I spent the first month singing just three notes. ‘Abichka, she’d trill in her strong Ukrainian accent: ‘to be a great singer, you must have a strong foundation.’
It was quite a shock going from dancing to Groove is in the Heart clutching a plastic pint glass of snakebite & black in Cinderellas, to Bella’s strict, three note regime. Put it this way, if I had been doing a degree in flattening grass and partying, I definitely would have got a First.
I lived with a wonderful family in a tiny flat in a suburb southwest of Moscow called Belyayevo. There were six of us: Katya, Yura, Dasha, Galina Pavlovna (the eighty-seven year old babushka), and an Airedale Terrier called Mordash. There were serious food shortages at that time, and the cold winter froze my bones, but I can honestly say that it was one of the very happiest times of my life.

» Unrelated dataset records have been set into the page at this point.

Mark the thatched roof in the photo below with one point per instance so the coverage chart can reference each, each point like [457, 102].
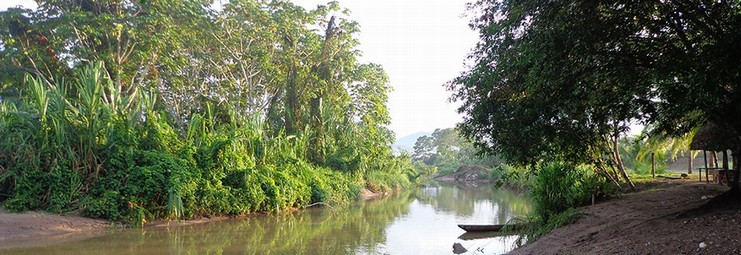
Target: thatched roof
[712, 137]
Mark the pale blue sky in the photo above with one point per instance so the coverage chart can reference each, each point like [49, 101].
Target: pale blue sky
[420, 43]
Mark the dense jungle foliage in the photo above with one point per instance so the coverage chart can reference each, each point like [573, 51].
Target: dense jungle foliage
[131, 110]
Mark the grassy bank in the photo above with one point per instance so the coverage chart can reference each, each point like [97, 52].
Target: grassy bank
[84, 146]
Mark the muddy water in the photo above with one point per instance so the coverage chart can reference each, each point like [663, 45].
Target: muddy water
[420, 222]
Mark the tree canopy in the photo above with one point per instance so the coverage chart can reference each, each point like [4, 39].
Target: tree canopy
[553, 80]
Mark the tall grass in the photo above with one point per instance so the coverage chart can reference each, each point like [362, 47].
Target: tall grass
[84, 145]
[557, 188]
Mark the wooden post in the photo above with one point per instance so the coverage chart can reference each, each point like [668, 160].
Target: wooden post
[705, 157]
[653, 166]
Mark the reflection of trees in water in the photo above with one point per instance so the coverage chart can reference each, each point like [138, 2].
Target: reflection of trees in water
[345, 230]
[462, 199]
[314, 231]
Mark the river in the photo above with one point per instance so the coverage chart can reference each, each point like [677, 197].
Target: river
[420, 222]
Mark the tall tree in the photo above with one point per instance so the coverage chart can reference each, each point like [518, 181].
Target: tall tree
[553, 80]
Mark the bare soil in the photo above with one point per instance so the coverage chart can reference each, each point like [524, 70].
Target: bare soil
[663, 217]
[18, 229]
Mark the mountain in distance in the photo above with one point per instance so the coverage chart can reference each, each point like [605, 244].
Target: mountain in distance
[407, 143]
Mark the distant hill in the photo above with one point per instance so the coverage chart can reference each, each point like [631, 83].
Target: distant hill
[407, 143]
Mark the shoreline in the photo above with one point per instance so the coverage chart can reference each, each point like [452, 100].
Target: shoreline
[32, 228]
[661, 217]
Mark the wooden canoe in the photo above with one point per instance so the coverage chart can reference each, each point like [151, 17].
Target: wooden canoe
[488, 228]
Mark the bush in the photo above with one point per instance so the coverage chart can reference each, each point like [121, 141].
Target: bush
[510, 176]
[557, 188]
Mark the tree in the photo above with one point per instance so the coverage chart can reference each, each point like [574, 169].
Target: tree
[557, 79]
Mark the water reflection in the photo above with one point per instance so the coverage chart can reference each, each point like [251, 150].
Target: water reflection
[422, 222]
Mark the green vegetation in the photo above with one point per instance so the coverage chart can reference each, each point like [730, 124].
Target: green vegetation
[131, 110]
[446, 150]
[669, 73]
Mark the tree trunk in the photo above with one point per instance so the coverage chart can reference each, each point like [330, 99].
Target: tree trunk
[291, 102]
[725, 167]
[619, 162]
[736, 168]
[690, 162]
[323, 84]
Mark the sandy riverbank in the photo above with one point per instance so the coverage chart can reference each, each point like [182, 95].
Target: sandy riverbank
[663, 217]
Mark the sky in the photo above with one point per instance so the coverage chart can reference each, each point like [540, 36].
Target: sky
[420, 43]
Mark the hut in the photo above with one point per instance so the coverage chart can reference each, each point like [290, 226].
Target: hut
[713, 138]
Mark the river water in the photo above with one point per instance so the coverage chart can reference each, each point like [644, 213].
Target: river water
[420, 222]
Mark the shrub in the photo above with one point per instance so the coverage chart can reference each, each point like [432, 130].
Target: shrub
[557, 188]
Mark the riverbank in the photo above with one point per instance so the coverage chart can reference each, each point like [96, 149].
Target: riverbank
[19, 229]
[661, 217]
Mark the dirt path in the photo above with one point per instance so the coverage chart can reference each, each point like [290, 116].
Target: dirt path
[679, 217]
[18, 229]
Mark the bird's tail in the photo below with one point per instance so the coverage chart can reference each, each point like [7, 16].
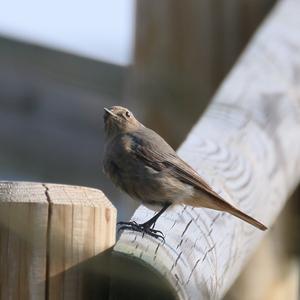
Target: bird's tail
[239, 214]
[218, 203]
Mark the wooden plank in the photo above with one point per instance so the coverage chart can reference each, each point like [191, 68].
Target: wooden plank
[247, 147]
[46, 232]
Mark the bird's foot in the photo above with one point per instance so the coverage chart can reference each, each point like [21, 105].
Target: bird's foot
[145, 228]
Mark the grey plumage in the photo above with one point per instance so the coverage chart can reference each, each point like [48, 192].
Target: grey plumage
[145, 166]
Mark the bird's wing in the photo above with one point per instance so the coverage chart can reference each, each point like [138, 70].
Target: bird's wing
[161, 157]
[169, 161]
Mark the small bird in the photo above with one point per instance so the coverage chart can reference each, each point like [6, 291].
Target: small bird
[145, 166]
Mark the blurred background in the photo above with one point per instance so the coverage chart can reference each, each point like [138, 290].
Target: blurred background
[62, 62]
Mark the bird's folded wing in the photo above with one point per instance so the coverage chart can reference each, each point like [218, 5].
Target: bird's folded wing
[170, 162]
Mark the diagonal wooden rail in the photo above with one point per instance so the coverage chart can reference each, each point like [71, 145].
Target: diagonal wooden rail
[247, 146]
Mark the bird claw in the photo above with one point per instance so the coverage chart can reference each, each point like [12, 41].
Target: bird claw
[143, 228]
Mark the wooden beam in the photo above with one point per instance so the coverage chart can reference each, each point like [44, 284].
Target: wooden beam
[46, 231]
[247, 146]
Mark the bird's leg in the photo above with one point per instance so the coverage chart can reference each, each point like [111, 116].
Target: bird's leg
[147, 227]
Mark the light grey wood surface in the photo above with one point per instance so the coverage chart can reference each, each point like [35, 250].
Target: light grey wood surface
[247, 147]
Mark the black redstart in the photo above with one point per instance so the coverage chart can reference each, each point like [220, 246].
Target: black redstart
[145, 166]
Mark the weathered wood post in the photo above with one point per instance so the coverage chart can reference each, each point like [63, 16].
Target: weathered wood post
[45, 230]
[247, 146]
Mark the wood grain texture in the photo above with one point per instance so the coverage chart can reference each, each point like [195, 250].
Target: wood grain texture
[45, 231]
[247, 146]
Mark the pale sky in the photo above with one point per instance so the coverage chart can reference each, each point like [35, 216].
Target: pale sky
[97, 29]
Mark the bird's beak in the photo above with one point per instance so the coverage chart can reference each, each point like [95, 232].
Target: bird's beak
[110, 112]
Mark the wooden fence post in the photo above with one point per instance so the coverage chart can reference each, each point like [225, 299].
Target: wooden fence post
[45, 231]
[247, 146]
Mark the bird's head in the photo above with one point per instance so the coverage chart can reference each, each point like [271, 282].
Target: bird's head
[118, 119]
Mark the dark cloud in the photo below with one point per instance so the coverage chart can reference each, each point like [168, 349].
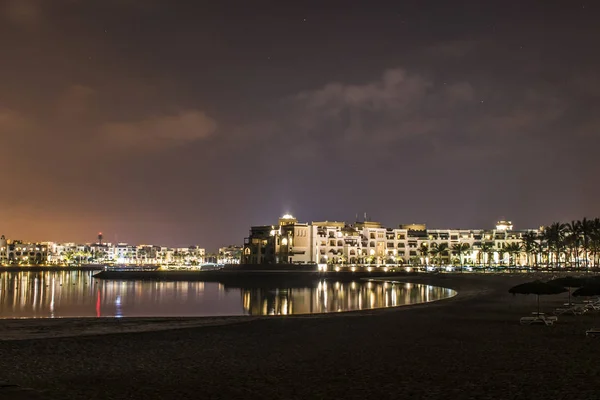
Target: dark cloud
[187, 123]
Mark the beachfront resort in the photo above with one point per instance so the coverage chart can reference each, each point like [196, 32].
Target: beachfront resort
[332, 244]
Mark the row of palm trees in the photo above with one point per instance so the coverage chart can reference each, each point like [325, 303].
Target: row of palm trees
[575, 244]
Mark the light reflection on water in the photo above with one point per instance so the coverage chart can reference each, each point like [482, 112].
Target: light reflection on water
[77, 294]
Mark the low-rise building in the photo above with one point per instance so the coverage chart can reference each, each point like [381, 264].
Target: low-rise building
[369, 243]
[230, 255]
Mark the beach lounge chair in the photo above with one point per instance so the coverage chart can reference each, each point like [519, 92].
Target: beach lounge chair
[593, 332]
[536, 320]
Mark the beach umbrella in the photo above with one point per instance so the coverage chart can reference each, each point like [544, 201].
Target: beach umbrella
[568, 282]
[538, 288]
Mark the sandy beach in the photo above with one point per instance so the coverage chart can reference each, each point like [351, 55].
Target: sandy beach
[468, 347]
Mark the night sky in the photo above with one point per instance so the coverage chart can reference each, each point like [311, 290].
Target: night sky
[185, 122]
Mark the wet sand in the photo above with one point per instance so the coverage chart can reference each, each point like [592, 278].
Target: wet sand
[467, 347]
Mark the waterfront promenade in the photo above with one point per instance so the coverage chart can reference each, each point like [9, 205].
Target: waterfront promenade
[467, 347]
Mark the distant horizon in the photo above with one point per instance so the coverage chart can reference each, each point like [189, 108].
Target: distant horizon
[274, 222]
[202, 122]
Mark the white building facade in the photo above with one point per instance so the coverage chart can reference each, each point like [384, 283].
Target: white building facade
[369, 243]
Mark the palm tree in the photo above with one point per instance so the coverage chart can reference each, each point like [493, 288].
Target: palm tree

The family priest was a man called Father Aleksandr Men*
I first saw him give a talk in a big hall in Moscow about, among other things, Iris Murdoch and Graham Greene. He was given written questions from the audience by a young intermediary.
As my time in Moscow went on, I learnt more about him. Father Men was born in Moscow to a Jewish family on 22 January 1935. He was baptised at six months along with his mother in the banned Catacomb Church, a branch of the Russian Orthodox Church that refused to cooperate with the Soviet authorities.
He had become a leader with considerable influence and a good reputation among Christians both locally and abroad, among Roman Catholics and Protestants, as well as Orthodox. He had a unique combination of broad erudition, openness to secular culture, science, to other confessions, to non-Christian religions, and deep Christian roots from the Catacomb Church propelled him into the ranks of leading Christian preachers.
When Father Aleksandr was 6 years old, the NKVD arrested his father, Volf Gersh-Leybovich (Vladimir Grigoryevich) Men. Volf spent more than a year under guard and was then assigned to labour in the Ural Mountains.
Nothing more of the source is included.